FILE - Homeland Security Secretary Alejandro Mayorkas testifies on Capitol Hill, Nov. 8, 2023, ...

WASHINGTON — The problem with the Homeland Security Committee’s vote to impeach Homeland Security Secretary Alejandro Mayorkas is simple: It was a stunt. It they impeach, it’ll be a bigger stunt.

The Democratic Senate won’t convict President Joe Biden’s point man on the border. So the exercise is a waste of energy and resources, a piece of theatrics meant to convince GOP voters that the Republicans they sent to Washington are doing something, even if they’re not.

It is painful to watch a once-mighty political party turn failure into a virtue, but that’s where we are.

As it is, the mess at the Southwest border is on Biden more than Mayorkas. As a candidate in the Democratic primary in 2019, Biden told the world’s would-be migrants, “If you want to flee and you are fleeing oppression, then come.”

They did come, by the millions and fully aware that they didn’t really have to be “fleeing oppression;” as long as migrants said they were experiencing “credible fear” of persecution, they could stay and work for years.

On his first day in office, Biden signed several executive orders to revoke policies implemented under former President Donald Trump. According to the Office of Homeland Security Statistics, there have been at least 6.3 million migrant encounters since Biden took the oath of office in 2021.

Public sentiment has shifted and so has Biden. Now he talks as if his big problem is that he can’t bolster the border without Congress. Tuesday, as he was heading for Marine One, the president told reporters, “I’ve done all I can do. Just give me the power. I’ve asked from the very day I got into office. Give me the Border Patrol. Give me the people — give me the people, the judges. Give me the people who can stop this and make it work right.”

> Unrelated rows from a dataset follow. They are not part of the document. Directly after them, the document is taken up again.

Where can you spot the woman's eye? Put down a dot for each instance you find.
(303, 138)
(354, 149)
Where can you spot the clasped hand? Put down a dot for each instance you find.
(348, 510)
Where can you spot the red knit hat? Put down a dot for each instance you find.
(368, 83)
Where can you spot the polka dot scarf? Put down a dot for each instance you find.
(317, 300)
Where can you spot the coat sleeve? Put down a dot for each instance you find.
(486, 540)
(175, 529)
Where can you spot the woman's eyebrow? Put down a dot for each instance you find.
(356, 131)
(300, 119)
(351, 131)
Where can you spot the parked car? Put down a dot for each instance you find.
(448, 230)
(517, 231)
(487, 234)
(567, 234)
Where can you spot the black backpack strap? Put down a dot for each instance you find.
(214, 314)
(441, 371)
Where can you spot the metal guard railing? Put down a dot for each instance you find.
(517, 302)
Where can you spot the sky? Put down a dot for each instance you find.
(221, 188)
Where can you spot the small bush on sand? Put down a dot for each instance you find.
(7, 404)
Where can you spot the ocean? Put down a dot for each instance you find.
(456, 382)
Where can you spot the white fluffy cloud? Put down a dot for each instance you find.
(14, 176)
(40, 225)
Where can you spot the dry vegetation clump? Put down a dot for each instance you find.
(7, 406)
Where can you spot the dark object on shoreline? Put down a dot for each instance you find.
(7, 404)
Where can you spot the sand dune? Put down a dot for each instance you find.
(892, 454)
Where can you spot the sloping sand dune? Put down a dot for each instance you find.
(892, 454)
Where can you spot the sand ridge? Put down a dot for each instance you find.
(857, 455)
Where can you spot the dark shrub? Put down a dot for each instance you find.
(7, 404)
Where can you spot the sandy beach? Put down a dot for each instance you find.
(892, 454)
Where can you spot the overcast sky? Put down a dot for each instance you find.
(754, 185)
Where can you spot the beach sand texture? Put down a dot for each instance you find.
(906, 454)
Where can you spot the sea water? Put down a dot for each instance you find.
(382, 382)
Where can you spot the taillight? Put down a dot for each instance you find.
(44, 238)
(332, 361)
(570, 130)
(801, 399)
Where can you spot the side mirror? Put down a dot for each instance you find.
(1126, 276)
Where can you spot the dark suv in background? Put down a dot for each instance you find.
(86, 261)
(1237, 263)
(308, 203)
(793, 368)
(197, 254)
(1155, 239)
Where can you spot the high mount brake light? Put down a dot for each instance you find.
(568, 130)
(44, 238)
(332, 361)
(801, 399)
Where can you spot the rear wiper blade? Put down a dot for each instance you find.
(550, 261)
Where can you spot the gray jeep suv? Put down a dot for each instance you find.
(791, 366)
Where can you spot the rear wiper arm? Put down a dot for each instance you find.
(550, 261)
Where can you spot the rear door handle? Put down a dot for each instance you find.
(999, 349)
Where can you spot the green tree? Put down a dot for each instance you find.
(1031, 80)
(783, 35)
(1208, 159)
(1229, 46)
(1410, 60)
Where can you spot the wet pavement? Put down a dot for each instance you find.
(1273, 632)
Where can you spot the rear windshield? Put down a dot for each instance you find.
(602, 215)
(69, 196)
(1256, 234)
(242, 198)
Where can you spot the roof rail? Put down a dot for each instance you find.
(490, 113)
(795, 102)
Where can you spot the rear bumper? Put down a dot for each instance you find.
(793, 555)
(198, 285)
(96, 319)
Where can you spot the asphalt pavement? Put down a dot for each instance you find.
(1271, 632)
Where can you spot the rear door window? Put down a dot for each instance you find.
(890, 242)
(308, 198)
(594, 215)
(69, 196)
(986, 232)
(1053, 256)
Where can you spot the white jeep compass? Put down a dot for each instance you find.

At the Mayorkas impeachment hearing, several Democrats spoke to the same dishonest effect — which was galling given that Democrats controlled the White House, Senate and House during Biden’s first two years in office.

Has Biden forgotten that?

“Why didn’t you fix it?” Committee Chairman Mark Green rhetorically asked Democrats who put the border mess on the GOP. But he didn’t leave them time to reply.

This Mayorkas impeachment gambit fails because the grounds offered by House Republicans are bogus. Rep. Bennie Thompson of Mississippi, the ranking committee Democrat, likened the exercise to “a process akin to throwing spaghetti at a wall.”

The two articles of impeachment charged Mayorkas with “willfully and systemically” refusing to comply with federal immigration laws and “breaching the public trust.” Former Homeland Security Secretary Michael Chertoff responded in The Wall Street Journal, “Political and policy disagreements aren’t impeachable offenses.”

You don’t like the policy, elect someone different in November. Policy disputes should be settled every four years when citizens vote for president.

It’s impossible to look at this stunt and not see Trump’s imprint. He has energized a voter base that sees virtue in losing partisan battles rather than winning what they can get in a divided government.

I’m so seasoned I remember when elected politicians saved their fodder for important battles they could win. Such pols still exist, but they stand in the shadows of showboats who just want to get their mugs on cable news.